Hannes Wallrafen reisde in 1988, 1989 en 1991 naar Colombia om door hem bedachte scènes, die de sfeer van de verhalen van de schrijver Gabriel García Márquez uitstraalden te fotograferen. Dat hij hier wonderwel in geslaagd is blijkt uit de inleiding die García Márquez geschreven heeft :"Wanneer je verder probeert te komen met het onderzoek naar dit soort mysteries, wil je eigenlijk dieper doordringen in de ontelbare, geheimzinnige rijken van de schepping, terwijl alleen geïnspireerde kunstenaars het voorrecht hebben er even in te mogen kijken zonder er een verklaring voor te zoeken. En onder die bevoorrechte lieden bevindt zich natuurlijk een man die de menselijke slavenarbeid fotografeert, zoals deze zwervende Hollander die gelijk met mij, maar via andere kanalen, in dezelfde haven is aangekomen, zonder er ook maar het minste vermoeden van te hebben dat wij alle twee het gelukkige slachtoffer van hetzelfde poëtische bedrog zijn."
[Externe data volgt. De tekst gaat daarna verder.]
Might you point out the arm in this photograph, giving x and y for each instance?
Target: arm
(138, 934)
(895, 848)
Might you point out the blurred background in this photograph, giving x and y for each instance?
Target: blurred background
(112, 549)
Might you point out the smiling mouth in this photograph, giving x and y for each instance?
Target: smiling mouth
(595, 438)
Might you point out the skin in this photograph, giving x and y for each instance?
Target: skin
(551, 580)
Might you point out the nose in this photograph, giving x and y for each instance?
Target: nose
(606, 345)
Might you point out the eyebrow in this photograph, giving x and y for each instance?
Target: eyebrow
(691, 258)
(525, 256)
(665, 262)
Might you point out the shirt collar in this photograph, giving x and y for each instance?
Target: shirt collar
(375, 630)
Een ander fragment uit de inleiding van Gabriel Garcia Márquez:
"Ik heb altijd grote bewondering gehad voor lezers die op zoek gaan naar de werkelijkheid die achter mijn boeken schuilgaat. maar ik heb nog meer bewondering voor de mensen die die werkelijkheid ook nog vinden, want daar ben ikzelf nooit in geslaagd. In mijn Caribische geboortedorp Aracataca is dit blijkbaar dagelijks werk. In de laatste twintig jaar is daar een generatie slimme jongetjes opgegroeid die de mythenjagers op het spoorwegstation opwachten en hen meenemen om hun de plaatsen en de dingen en zelfs ook de personages uit mijn romans te laten zien: de boom waar José Arcadio de oude was vastgebonden, of de kastanjeboom waaronder kolonel Aureliano Buendía is gestorven, of het graf waar Ursula Iguarán- misschien wel levend- in een schoenendoos werd begraven."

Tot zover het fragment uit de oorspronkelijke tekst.